En route pour la Casa Musical, afin de donner nos conférences à l’association Le fil à métisser, nous traversons St-Jacques, le quartier gitan de Perpignan. Un périple fellinien, au cours duquel nous, les Métèques, déambulons avec nos bagages en demandant à chaque detour notre chemin. “Vous montez là, tout en haut. Vous allez à droite… ou à gauche.” Sophie Visier transporte rien de moins que l’écran dont elle a besoin pour projeter son vidéo sur le “dépôt d’empreintes” durant la soirée.
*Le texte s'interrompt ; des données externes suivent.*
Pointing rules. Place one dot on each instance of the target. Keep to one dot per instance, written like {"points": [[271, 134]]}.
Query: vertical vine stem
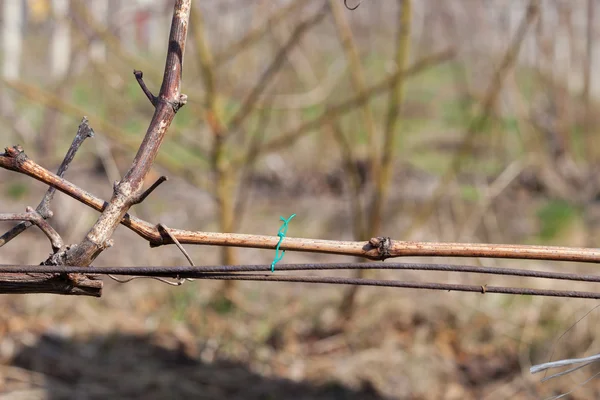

.Voilà donc un quartier où, suite à la crise économique des années 70, les attitudes discriminatoires à l’égard de ses habitants, désormais sédentarisés, ont fait s’effondrer le fantasme républicain de la cohabitation harmonieuse lequel, s’il peut donner voix à la traversée du trauma par intégration via une langue et une culture tierces, en vient parfois à fonder un processus de répression. Pourtant, les clivages sociaux pourraient être surmontés, en autant que soient favorisés les échanges entre tous les citoyens, qu’ils soient catalans, gitans et “arabes”. Opter, plutôt que pour la xénophobie parfois à peine voilée, pour ce que Jean-Claude Carrère nomme à juste titre une “légimité partagée”, elle-même étayée sur la production d’une “intelligence collective”.